Kings Langley’s fairytale rise up the football ladder has continued after they completed a third consecutive promotion and won the Southern League Division One Central title by beating Petersfield Town 1-0.

“Unbelievable” was how joint managers Ritchie Hanlon and Paul Hughes described the scale of their club’s achievement and they’re not wrong.

Two years ago Kings were playing in Spartan South Midlands Division One, but after gaining promotion as runners-up they won the Premier Division crown last season and are now just one tier off National League level – or “three leagues off the Football League” as a beaming Hanlon chose to look at it.

“Unbelievable is probably the first word I’d use,” said Hughes when asked to sum up what Kings have achieved. “I am over the moon and so is Ritchie about the amount of graft [they’ve put in] and how much they’ve improved as players and men. I think that’s been a key part of our success, they’ve grown as men.

“A lot of those players have been with us all three seasons and they’ve grown with each promotion and we’re just over the moon that they’ve developed the way they have. To win a title at Southern level is a huge achievement.”

Kings went into this afternoon’s trip to Hampshire knowing their fate was in their own hands. Win and they would be promoted as champions. But with second-placed Royston Town and Egham Town, in third, two points adrift and with both having a superior goal difference, a win for either side in their potential promotion decider against each other would see them clinch the only automatic promotion spot to the Southern League Premier Division if Langley slipped up.

After an attritional first half that saw few chances – Kings midfielder David Hutton going the closest with an angled left-footed half-volley that was turned onto the outside of the post by goalkeeper Anthony Ender – the nerves among the travelling faithful became a little more frayed as news spread that Egham had taken the lead.

By this stage though, the majority of the game was being played in the Priestfield half. Immanuelson Duku headed over at the start of the second period, fellow striker Mitchell Weiss dragged a shot wide, substitute Steve Ward was denied getting on the end of a give-and-go he’d worked with Weiss while Ender just managed to keep out a Danny Hutchins half-volley after juggling the shot above his head.

But shortly after word came through that Royston had equalised - meaning Kings’ promotion fate was back in their own hands - the promotion-clinching moment arrived. The ball was played into Weiss on the left side of the penalty area and Langley’s top scorer capitalised on the yard of space he was given to slip the ball wide of Ender to make the breakthrough.

“We were always confident we were going to win the game, silly as it sounds,” said Hanlon afterwards. “Although there were not very many clear-cut chances, we always thought we had something in us. They didn’t look like scoring a goal.

“It was just nice to get it with 15, 20 minutes to go and if anything we could have got another couple after that.

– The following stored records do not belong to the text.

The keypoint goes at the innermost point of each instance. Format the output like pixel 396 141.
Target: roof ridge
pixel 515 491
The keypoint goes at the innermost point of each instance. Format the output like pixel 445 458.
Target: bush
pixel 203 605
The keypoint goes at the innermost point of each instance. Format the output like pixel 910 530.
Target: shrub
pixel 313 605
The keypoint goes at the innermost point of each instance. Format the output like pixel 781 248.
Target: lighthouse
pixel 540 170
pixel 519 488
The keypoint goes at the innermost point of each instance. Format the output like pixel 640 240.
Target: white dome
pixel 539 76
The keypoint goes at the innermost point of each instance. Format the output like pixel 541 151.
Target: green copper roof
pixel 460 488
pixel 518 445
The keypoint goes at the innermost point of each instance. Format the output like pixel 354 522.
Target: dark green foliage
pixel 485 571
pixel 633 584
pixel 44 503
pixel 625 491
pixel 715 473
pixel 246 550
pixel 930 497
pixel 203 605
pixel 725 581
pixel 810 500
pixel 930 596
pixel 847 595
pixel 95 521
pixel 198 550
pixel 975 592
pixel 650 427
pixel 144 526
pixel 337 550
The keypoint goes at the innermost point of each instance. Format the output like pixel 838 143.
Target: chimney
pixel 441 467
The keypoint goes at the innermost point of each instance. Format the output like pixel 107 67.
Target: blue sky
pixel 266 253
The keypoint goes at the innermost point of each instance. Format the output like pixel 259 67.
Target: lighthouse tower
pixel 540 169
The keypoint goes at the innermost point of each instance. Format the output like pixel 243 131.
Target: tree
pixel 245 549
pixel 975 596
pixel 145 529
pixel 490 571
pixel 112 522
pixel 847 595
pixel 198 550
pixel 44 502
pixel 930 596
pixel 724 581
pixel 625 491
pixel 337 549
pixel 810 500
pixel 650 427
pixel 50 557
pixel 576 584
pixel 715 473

It’s just been an unbelievable season for us and the club and we’re just going to enjoy it.”

And they fully deserve to enjoy it but it won’t be long before Kings have to fully turn their minds to the challenge of next season.

“We’re going to obviously dust ourselves down after today and have a little think, go and watch as many games as we can in the next few weeks to see the standard and see what needs to be done, but these boys just don’t surprise you,” Hanlon said. “They just keep growing and growing and they’re so young, some of them.

“Who knows? Maybe we’ll frighten a few? Maybe they’ll think ‘we don’t want to go and play them with their work rate and their desire, we don’t want to play them'. Who knows?”